I knew the ferry departed sometime in the afternoon at an even number, for some reason the number 4 stuck in my mind, but on Tuesday night I thought it best to check. I was right, it was an even number, the number 2, with check in at least an hour before. No problem, allow a good three hours and I’ll be there in plenty of time.
I woke to a stunningly beautiful morning, a cloudless sky and a frosty Reg, as the sun was just beginning to make an appearance the temperature was zero, it felt very much like a winter’s morning. Although the sky was the palest of blues it faded to a thick band of white along the horizon, you know, that band of white that says ‘This is bloody cold’!
When planning the trip I knew that the vast majority of the six weeks I would be away would hopefully be in the twenty degrees, so the bike gear I chose was appropriate for that, which means it wasn’t appropriate for this! It was a compromise I was prepared to make, so knew that I may have a few days of discomfort, and this was going to be one.
I layered up with as many as I could comfortably wear, without feeling and looking like a Michelin Man, and headed off for the first leg of the 170 mile journey to the ferry. It was very cold and quite busy with commuters until north of Palencia, where I could set the cruise control for a slightly illegal 82mph
Dismounting the bike after an hour in temperatures ranging from zero to 5c, my speed making that about -13 to -3, was enough to seize up pretty much everything that would normally move. It was as if all my joints had been set in plaster, a tricky scenario when bringing about 400kgs of bike and luggage to a standstill. Fortunately I managed to get a foot down before Reg and I just crumpled into a heap on the cafe forecourt, and I found a suitable place for Reg to sit in the sun whilst I stripped off in the cafe. Everything that could be decently removed was, even my boots to help thaw out my feet in the very bright and sunny cafe.
I made the most of my break, a Spanish version of a small bacon butty washed down by two of their so called ‘large’ coffees. With both Reg and I suitably refuelled the rest of the ride wasn’t as demanding as I expected.
The snow covered Picos Mountains made a lovely backdrop to the patchwork of lush green grass and orange and brown ploughed fields. As the motorway meandered its way, a la M6 through Tebay gorge but on a much grander scale, between the lower mountains, it confirmed to me that northern Spain really is my favourite part of this country.
Much of this part of Cantabria makes me think of Austria, with the lower snow covered mountains and rolling green foothills and woodland areas. What distinguishes this part of Spain from its alpine cousin is the red pantile roofs of the houses, there is no doubt this is Iberia.

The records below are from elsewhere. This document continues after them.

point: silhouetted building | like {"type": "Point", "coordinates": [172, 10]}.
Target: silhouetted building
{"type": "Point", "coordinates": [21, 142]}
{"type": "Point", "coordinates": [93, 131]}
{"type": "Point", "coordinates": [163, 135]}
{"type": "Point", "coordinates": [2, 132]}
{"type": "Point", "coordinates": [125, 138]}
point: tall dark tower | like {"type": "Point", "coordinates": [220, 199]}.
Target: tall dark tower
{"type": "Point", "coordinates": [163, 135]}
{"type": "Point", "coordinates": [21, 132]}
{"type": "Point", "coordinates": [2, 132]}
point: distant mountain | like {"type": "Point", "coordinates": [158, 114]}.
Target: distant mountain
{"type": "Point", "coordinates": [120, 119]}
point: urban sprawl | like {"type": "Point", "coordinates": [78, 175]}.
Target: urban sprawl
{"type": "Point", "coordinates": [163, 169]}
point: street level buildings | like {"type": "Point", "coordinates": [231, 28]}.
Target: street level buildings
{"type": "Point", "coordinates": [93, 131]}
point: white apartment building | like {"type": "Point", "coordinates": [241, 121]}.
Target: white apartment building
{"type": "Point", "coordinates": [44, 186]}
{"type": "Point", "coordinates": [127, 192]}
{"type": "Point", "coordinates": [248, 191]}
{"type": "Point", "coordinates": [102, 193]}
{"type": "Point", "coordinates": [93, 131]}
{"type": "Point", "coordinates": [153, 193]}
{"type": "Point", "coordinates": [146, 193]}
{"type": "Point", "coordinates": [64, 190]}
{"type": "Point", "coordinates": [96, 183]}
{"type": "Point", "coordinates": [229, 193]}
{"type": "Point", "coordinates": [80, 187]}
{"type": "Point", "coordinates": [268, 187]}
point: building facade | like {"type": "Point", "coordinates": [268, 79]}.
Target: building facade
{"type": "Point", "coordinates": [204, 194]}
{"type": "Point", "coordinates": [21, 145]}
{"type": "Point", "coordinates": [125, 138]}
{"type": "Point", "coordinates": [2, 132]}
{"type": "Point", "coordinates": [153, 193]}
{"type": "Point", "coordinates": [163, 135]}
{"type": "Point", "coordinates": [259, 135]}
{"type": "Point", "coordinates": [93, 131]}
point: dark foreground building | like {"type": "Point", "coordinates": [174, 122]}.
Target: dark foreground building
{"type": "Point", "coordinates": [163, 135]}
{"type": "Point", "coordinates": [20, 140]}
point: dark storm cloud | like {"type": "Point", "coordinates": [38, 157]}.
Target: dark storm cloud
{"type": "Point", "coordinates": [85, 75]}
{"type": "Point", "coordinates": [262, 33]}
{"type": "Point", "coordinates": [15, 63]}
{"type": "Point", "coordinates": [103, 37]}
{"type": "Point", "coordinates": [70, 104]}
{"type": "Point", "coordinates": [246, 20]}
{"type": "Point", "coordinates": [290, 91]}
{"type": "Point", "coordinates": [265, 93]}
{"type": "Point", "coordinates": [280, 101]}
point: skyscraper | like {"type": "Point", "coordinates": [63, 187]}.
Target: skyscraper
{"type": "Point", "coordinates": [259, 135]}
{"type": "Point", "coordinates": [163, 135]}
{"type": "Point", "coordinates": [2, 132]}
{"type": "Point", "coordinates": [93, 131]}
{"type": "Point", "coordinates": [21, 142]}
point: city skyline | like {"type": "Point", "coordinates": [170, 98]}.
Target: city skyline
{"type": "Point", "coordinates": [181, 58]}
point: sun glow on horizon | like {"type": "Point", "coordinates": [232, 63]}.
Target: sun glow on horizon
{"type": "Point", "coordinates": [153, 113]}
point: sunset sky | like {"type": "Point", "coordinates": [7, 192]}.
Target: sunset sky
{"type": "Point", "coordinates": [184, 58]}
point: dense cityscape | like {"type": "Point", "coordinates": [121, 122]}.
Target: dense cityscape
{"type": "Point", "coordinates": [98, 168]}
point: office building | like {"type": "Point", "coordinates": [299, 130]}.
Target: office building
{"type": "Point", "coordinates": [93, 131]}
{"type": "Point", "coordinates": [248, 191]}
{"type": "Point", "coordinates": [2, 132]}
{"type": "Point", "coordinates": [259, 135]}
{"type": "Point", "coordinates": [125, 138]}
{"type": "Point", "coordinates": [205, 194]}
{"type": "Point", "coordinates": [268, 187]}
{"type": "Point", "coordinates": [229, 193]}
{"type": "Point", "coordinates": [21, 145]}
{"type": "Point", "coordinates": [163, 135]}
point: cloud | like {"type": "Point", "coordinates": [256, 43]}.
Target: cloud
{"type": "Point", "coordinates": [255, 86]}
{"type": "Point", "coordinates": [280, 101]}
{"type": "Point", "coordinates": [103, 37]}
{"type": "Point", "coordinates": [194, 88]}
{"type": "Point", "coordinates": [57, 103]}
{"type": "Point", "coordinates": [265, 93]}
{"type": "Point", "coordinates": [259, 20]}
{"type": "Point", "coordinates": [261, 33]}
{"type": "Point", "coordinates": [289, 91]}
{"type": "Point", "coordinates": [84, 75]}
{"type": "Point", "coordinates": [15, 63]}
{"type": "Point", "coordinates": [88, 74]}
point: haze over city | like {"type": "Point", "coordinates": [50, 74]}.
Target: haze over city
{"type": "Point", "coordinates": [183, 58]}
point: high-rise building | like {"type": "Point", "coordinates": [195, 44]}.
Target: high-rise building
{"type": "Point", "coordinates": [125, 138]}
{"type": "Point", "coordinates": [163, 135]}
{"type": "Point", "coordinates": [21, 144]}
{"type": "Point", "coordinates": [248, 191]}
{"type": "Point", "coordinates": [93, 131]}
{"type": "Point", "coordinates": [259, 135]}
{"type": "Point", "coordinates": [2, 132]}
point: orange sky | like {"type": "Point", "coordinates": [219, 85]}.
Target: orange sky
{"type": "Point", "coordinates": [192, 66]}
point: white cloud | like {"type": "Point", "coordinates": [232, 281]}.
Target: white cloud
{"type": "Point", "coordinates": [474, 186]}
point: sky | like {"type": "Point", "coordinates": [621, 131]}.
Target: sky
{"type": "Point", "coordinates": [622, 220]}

The ride down to the coast felt so easy, in every respect. We seemed to go downhill for about 70 miles, Reg was purring along as the temperature kept creeping up. I was surprised that whilst still at snow level, the temperature gauge was showing 12c, and it continued to climb as we descended. By the time we arrived at the port it was 18c and very comfortable.
There was a group of bikers whom I was directed to park amongst, and we shortly all boarded the ferry before all the other riff-raff, a very good day’s timing!
Apologies for no photos, ship’s wifi is limited!